# Implicit Differentiation
This notebook will briefly look at implicit differentiation. Implicit differentiation has numerous applications; we will look at a simple fixed point iteration.

For a more in-depth guide on its application to machine learning, see the NeurIPS 2020 tutorial on [deep implicit layers](http://implicit-layers-tutorial.org/). Full credit goes to the deep implicit layers tutorial from which we pull examples and applicable code from to provide a primer on the implicit function theorem and itss applications.

In [1]:
import numpy as np
import jax
import jax.numpy as jnp
import matplotlib.pyplot as plt
from functools import partial
from jax import random

import os
os.environ["XLA_PYTHON_CLIENT_PREALLOCATE"] = "false"

%matplotlib inline

First, let's consider a simple fixed point iteration problem: $z = \tanh(Wz + x)$. Formally, we wish to solve the problem:

Find $z$ such that $g(x, z) = 0$ where $g(x, z) = z - \tanh(Wz + x)$

In [2]:
func = lambda w, x, z: jnp.tanh(W @ z + x)
ndim = 10
W = random.normal(random.PRNGKey(0), (ndim, ndim)) / jnp.sqrt(ndim)
x = random.normal(random.PRNGKey(1), (ndim,)) / jnp.sqrt(ndim)
z_init = jnp.zeros_like(x)

def fixed_point(func, z_0, tol=1e-5):
    z_i = func(z_0)
    z_prev = z_0
    num_iteration = 1
    while jnp.linalg.norm(z_prev - z_i) > tol:
        z_prev = z_i
        z_i = func(z_i)
        num_iteration += 1
    return z_i, num_iteration
z_star_naive, naive_num_iteration = fixed_point(lambda z: func(W, x, z), z_init)
print(naive_num_iteration, 'Fixed point iterations')
print(z_star_naive)


35 Fixed point iterations
[-0.16798191 -0.39130193 -0.83032316 -0.15473165 -0.4114282  -0.38461813
  0.07424818  0.4667457   0.02648443  0.686279  ]


Alternatively, we can use Newton's method:
$z = z - (\frac{\partial g}{\partial z})^{-1} g(z)$. Since we know the closed form of $g$, we can manually compute $\frac{\partial g}{\partial z}$. However, we can leverage autograd to compute this jacobian for us.

$\frac{\partial g}{\partial z} = I - \text{diag}(\tanh'(Wz + x))W$.

In [3]:
def dg_dz(w, x, z):
    return jnp.eye(z.shape[0]) - (1 / jnp.cosh(w * z + x) ** 2) * w

def newton_solver(func, z_0, tol=1e-5):
    func_root = lambda z_i: func(z_i) - z_i
    # Using autograd!
    newton_eqn = lambda z_i: z_i - jnp.linalg.solve(jax.jacobian(func_root)(z_i), func_root(z_i))
    return fixed_point(newton_eqn, z_0, tol=tol)

newton_z_star, newton_num_iterations = newton_solver(lambda z: func(W, x, z),
                                         z_init)

print("Difference between newton's method and naive fixed point iteration:", jnp.linalg.norm(newton_z_star - z_star_naive))
print("Number of iterations for newton's method:", newton_num_iterations)


Difference between newton's method and naive fixed point iteration: 4.425548e-06
Number of iterations for newton's method: 5


So far so good!

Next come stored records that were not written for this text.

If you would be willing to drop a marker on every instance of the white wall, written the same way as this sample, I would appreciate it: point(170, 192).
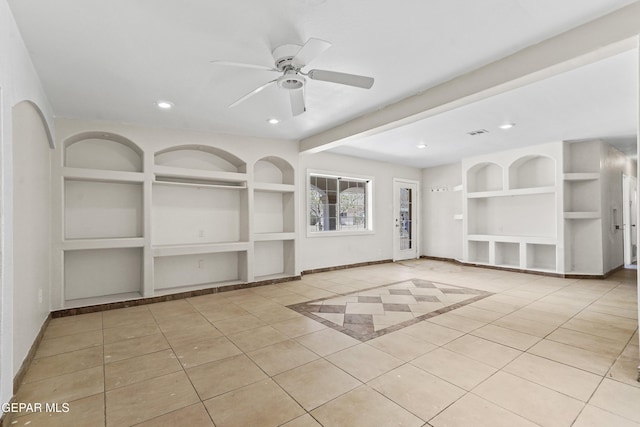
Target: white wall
point(32, 216)
point(333, 250)
point(441, 233)
point(18, 82)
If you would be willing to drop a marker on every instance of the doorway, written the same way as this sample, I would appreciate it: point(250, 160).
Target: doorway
point(629, 214)
point(405, 227)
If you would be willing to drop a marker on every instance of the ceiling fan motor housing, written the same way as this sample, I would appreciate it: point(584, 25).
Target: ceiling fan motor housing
point(291, 80)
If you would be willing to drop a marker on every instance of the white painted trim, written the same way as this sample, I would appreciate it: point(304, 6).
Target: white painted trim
point(417, 224)
point(338, 233)
point(601, 38)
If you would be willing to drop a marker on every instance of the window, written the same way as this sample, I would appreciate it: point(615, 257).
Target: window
point(339, 203)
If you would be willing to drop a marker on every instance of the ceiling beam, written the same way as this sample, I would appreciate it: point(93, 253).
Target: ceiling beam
point(603, 37)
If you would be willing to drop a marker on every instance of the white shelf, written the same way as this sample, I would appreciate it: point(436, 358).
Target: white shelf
point(275, 188)
point(584, 176)
point(213, 184)
point(582, 215)
point(83, 244)
point(199, 248)
point(512, 239)
point(189, 288)
point(267, 237)
point(183, 173)
point(511, 193)
point(99, 175)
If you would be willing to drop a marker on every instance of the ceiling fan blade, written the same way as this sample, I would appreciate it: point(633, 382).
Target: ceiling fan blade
point(311, 49)
point(253, 92)
point(342, 78)
point(297, 101)
point(243, 65)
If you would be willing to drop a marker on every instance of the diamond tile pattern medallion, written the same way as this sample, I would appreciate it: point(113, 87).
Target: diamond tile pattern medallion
point(374, 312)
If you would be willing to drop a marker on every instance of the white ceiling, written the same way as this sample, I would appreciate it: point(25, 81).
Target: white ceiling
point(599, 100)
point(111, 60)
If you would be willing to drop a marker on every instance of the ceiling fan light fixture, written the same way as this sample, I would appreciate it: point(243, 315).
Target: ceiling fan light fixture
point(291, 81)
point(164, 105)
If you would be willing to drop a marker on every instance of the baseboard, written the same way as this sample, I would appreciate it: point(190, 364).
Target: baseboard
point(343, 267)
point(518, 270)
point(163, 298)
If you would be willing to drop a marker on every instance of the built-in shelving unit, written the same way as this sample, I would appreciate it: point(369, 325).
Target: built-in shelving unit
point(582, 203)
point(140, 223)
point(200, 218)
point(102, 235)
point(510, 205)
point(274, 219)
point(536, 208)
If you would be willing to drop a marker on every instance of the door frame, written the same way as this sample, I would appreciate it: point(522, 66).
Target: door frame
point(416, 221)
point(629, 190)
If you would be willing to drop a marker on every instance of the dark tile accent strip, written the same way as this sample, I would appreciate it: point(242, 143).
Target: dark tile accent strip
point(332, 309)
point(399, 292)
point(374, 300)
point(364, 334)
point(366, 319)
point(426, 298)
point(518, 270)
point(180, 295)
point(343, 267)
point(396, 307)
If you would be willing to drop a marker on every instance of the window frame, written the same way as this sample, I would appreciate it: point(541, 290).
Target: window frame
point(369, 190)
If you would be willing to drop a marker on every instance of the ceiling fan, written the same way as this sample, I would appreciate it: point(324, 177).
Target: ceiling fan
point(290, 59)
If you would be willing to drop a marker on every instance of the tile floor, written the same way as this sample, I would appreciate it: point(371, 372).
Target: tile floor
point(538, 351)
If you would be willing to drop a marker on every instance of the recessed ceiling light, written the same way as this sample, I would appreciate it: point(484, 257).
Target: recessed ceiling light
point(165, 105)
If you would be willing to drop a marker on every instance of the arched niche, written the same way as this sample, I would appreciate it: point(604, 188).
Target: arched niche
point(485, 176)
point(273, 170)
point(102, 150)
point(200, 157)
point(532, 171)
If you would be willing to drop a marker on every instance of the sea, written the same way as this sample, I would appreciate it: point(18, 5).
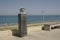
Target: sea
point(13, 19)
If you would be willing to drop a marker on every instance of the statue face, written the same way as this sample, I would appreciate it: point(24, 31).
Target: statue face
point(22, 9)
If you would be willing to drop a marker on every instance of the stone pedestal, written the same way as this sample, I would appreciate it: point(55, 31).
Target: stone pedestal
point(47, 27)
point(22, 24)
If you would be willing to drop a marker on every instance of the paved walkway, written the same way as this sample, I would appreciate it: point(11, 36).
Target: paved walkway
point(38, 35)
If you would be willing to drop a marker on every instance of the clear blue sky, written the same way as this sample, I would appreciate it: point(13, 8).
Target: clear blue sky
point(33, 7)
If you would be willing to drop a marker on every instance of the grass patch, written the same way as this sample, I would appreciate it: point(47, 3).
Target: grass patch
point(8, 28)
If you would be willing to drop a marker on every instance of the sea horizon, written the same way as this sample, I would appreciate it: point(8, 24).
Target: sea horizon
point(30, 18)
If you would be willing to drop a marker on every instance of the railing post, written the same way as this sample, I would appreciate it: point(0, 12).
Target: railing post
point(22, 23)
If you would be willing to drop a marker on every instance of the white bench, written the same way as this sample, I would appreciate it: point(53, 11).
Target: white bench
point(50, 26)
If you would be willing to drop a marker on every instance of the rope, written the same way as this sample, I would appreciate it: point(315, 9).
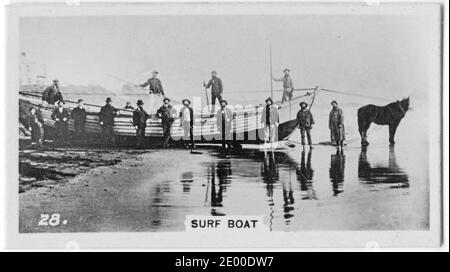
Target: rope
point(355, 94)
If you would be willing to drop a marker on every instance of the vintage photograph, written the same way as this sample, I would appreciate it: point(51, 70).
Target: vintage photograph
point(317, 121)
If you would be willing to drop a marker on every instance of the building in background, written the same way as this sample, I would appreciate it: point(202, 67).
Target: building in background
point(32, 75)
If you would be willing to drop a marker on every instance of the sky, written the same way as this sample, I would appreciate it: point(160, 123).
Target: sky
point(383, 55)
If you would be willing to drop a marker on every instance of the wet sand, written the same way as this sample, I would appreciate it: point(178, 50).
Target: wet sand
point(381, 188)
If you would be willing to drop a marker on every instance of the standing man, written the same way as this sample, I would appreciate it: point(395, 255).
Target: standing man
point(128, 106)
point(79, 120)
point(35, 125)
point(288, 86)
point(140, 117)
point(187, 122)
point(166, 113)
point(224, 121)
point(305, 122)
point(154, 84)
point(52, 94)
point(106, 117)
point(336, 124)
point(61, 117)
point(270, 120)
point(215, 83)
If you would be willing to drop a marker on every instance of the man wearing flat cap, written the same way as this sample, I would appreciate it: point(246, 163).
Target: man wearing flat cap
point(187, 123)
point(140, 117)
point(167, 114)
point(52, 94)
point(106, 117)
point(288, 86)
point(79, 121)
point(61, 117)
point(154, 84)
point(215, 83)
point(305, 122)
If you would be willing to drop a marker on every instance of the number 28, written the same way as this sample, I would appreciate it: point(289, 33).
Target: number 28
point(49, 219)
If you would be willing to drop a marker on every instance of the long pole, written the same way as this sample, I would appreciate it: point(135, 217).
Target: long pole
point(271, 74)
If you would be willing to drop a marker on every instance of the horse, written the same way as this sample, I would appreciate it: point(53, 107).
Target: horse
point(390, 115)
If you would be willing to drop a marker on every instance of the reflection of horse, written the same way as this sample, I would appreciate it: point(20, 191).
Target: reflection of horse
point(337, 169)
point(390, 115)
point(389, 174)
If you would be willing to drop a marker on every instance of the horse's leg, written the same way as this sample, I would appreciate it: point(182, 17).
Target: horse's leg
point(392, 129)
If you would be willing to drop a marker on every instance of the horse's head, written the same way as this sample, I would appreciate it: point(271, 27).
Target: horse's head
point(405, 103)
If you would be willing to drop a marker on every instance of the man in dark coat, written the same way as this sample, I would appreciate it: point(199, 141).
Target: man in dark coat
point(154, 84)
point(79, 120)
point(35, 125)
point(166, 113)
point(270, 119)
point(288, 86)
point(305, 122)
point(140, 117)
point(61, 117)
point(187, 123)
point(215, 83)
point(224, 121)
point(106, 117)
point(52, 94)
point(336, 124)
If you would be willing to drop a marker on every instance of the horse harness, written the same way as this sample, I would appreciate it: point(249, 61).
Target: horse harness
point(400, 108)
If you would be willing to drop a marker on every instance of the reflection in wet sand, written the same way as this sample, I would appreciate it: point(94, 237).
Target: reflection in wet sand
point(337, 170)
point(305, 175)
point(382, 173)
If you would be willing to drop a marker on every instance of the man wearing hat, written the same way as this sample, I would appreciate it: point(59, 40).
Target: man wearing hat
point(167, 113)
point(288, 86)
point(336, 124)
point(35, 125)
point(106, 117)
point(61, 117)
point(215, 83)
point(305, 122)
point(52, 94)
point(270, 120)
point(224, 121)
point(79, 120)
point(140, 117)
point(187, 123)
point(154, 84)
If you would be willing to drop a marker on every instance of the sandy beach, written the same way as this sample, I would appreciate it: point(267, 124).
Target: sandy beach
point(128, 190)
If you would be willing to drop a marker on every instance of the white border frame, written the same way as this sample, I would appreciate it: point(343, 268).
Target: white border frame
point(222, 241)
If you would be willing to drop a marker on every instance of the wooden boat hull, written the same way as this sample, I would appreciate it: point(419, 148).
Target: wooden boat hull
point(246, 128)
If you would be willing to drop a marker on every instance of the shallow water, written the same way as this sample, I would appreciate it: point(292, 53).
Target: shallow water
point(322, 189)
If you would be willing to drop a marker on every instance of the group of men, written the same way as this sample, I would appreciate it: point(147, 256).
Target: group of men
point(167, 114)
point(305, 122)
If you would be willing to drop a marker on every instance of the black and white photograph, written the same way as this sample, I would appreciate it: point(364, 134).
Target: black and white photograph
point(221, 118)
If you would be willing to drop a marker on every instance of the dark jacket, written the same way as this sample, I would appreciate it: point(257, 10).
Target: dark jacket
point(52, 94)
point(216, 85)
point(154, 85)
point(166, 113)
point(35, 121)
point(140, 117)
point(58, 116)
point(106, 115)
point(274, 118)
point(191, 113)
point(79, 116)
point(304, 119)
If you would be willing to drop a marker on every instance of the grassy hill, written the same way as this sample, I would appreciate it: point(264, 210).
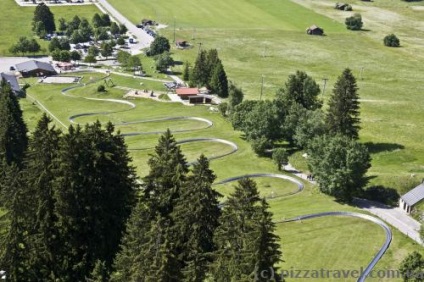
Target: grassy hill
point(256, 38)
point(268, 38)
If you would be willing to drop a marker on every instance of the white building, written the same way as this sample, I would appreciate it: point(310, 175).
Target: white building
point(410, 199)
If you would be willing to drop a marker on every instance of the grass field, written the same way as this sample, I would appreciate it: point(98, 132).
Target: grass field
point(268, 37)
point(16, 21)
point(324, 237)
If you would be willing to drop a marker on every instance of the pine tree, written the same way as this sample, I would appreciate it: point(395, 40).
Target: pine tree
point(245, 227)
point(343, 111)
point(168, 169)
point(39, 174)
point(200, 73)
point(159, 261)
point(218, 82)
point(94, 197)
point(13, 139)
point(128, 263)
point(186, 72)
point(212, 60)
point(195, 219)
point(14, 224)
point(301, 89)
point(43, 14)
point(235, 96)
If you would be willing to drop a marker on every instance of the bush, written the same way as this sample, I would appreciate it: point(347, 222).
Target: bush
point(260, 146)
point(348, 8)
point(223, 108)
point(388, 196)
point(101, 88)
point(354, 22)
point(391, 41)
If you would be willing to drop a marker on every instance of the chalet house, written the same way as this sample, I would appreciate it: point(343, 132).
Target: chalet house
point(185, 93)
point(35, 68)
point(314, 30)
point(181, 44)
point(13, 82)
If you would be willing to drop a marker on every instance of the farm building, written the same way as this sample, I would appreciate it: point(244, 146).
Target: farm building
point(181, 44)
point(413, 197)
point(314, 30)
point(35, 68)
point(185, 93)
point(13, 82)
point(343, 6)
point(147, 22)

What if we want to find $\frac{\partial z^*}{\partial x}$? This is where we will leverage the **implicit function theorem** (IFT). Before stating the theorem, we'll work through an example:

Since this is a fixed point iteration, we know:

$\frac{\partial g(x, z^*)}{\partial x} = 0$

and expanding via the chain rule:

$\frac{\partial g(x, z^*)}{\partial x}  + \frac{\partial g(x, z^*)}{\partial z^*} \cdot \frac{\partial z^*(x)}{\partial x}= 0$.

Thus:

$\frac{\partial z^*(x)}{\partial x} = - \left(\frac{\partial g(x, z^*)}{\partial z^*}\right) ^{-1} \cdot  \frac{\partial g(x, z^*)}{\partial x}$.

In code:

In [4]:
def compute_dz_dx(func, w, x, z_star):
    func_root = lambda z_i: func(w, x, z_i) - z_i
    dg_dz_inv = lambda z_i: -1 * jnp.linalg.solve(jax.jacobian(func_root)(z_i), func_root(z_i))
    dg_dx = jax.jacobian(func, argnums=1)(w, x, z_star)
    return dg_dz_inv(z_star) * dg_dx

dz_dx = compute_dz_dx(func, W, x, newton_z_star)


def newton_forward(func, w, x, z_init):
    return newton_solver(lambda z: func(w, x, z), z_init)[0]

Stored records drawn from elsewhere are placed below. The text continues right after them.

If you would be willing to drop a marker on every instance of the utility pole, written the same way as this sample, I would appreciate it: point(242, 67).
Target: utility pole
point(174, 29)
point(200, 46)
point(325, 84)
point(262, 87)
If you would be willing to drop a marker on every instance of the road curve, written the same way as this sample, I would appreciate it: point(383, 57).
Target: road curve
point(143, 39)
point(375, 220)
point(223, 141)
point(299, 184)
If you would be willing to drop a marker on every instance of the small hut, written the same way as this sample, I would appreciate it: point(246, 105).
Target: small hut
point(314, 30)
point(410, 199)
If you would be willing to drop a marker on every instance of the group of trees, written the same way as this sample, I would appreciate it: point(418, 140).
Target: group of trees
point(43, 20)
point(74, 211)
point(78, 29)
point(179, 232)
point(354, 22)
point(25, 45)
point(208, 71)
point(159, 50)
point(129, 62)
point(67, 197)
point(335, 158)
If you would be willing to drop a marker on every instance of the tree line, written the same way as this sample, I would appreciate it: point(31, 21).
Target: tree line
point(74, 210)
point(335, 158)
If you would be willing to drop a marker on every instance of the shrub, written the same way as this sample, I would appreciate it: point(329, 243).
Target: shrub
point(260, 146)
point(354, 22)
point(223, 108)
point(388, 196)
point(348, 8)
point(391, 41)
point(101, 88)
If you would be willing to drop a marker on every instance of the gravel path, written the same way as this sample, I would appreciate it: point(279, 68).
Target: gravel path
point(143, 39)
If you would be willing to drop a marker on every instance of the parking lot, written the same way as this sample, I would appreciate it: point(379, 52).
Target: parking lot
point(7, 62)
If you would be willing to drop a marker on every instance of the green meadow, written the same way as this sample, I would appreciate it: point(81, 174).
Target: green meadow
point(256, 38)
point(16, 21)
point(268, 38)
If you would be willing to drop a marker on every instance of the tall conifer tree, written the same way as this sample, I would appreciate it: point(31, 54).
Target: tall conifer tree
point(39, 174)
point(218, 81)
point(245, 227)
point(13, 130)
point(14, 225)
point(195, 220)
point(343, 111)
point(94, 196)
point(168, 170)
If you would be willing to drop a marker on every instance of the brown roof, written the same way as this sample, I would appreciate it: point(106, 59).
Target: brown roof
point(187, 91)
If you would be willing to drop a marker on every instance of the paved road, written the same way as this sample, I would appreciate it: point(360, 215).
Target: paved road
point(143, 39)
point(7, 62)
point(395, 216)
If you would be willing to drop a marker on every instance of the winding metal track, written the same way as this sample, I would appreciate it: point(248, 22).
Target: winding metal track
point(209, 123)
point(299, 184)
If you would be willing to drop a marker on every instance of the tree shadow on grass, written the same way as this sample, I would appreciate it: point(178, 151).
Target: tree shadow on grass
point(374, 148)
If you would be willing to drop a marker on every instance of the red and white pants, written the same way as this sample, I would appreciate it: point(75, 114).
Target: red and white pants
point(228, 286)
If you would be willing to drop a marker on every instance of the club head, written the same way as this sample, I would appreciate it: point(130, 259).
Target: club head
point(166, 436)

dz_dx_autograd = jax.jacobian(newton_forward, argnums=2)(func, W, x, z_init)

## Is this actually faster?

print('Time for IFT:')
%timeit compute_dz_dx(func, W, x, newton_z_star)

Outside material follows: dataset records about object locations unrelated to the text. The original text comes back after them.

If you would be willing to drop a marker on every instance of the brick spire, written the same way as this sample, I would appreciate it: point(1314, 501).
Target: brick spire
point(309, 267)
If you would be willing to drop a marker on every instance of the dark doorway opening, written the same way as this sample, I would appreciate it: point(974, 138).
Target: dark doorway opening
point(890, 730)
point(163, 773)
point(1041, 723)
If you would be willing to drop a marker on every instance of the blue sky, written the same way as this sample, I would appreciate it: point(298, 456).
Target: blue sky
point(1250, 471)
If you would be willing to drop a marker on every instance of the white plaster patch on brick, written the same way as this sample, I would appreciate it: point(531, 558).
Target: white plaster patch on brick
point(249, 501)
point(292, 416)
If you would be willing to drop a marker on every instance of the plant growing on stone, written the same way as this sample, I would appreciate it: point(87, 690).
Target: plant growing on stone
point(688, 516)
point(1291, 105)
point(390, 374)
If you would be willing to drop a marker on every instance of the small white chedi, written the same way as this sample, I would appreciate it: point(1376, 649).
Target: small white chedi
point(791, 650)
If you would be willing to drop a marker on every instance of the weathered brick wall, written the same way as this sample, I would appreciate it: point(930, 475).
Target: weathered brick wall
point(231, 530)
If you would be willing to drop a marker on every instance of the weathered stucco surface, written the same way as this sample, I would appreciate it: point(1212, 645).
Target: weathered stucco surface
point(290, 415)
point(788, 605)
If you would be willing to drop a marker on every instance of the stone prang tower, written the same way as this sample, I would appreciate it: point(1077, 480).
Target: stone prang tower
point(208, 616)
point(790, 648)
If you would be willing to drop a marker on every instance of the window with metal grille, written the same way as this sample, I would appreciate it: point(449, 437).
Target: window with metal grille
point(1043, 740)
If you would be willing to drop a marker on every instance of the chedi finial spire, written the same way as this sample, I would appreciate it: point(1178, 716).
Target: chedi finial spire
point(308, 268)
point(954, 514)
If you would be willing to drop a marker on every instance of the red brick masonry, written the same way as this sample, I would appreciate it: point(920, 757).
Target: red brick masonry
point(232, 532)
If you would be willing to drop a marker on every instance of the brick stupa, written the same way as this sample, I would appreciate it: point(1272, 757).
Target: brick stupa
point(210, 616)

print('Time for autograd:')
%timeit jax.jacobian(newton_forward, argnums=2)(func, W, x, z_init)

Time for IFT:
20.7 ms ± 2.82 ms per loop (mean ± std. dev. of 7 runs, 100 loops each)
Time for autograd:
217 ms ± 8.55 ms per loop (mean ± std. dev. of 7 runs, 1 loop each)


Differentiating through Newton's method is now orders of magnitude faster!

# IFT Formally...

**Implicit Function Theorem:** Let $f: \mathbb{R}^p \times \mathbb{R}^n \rightarrow \mathbb{R}^n$ and $a_0 \in \mathbb{R}^p$, $z_0 \in \mathbb{R}^n$ such that:

1. $f(a_0, z_0) = 0$
2. $f$ is continuously differentiable with non-singular jacobian $\partial _1 f(a_0, z_0) \in \mathbb{R}^{n\times n}$.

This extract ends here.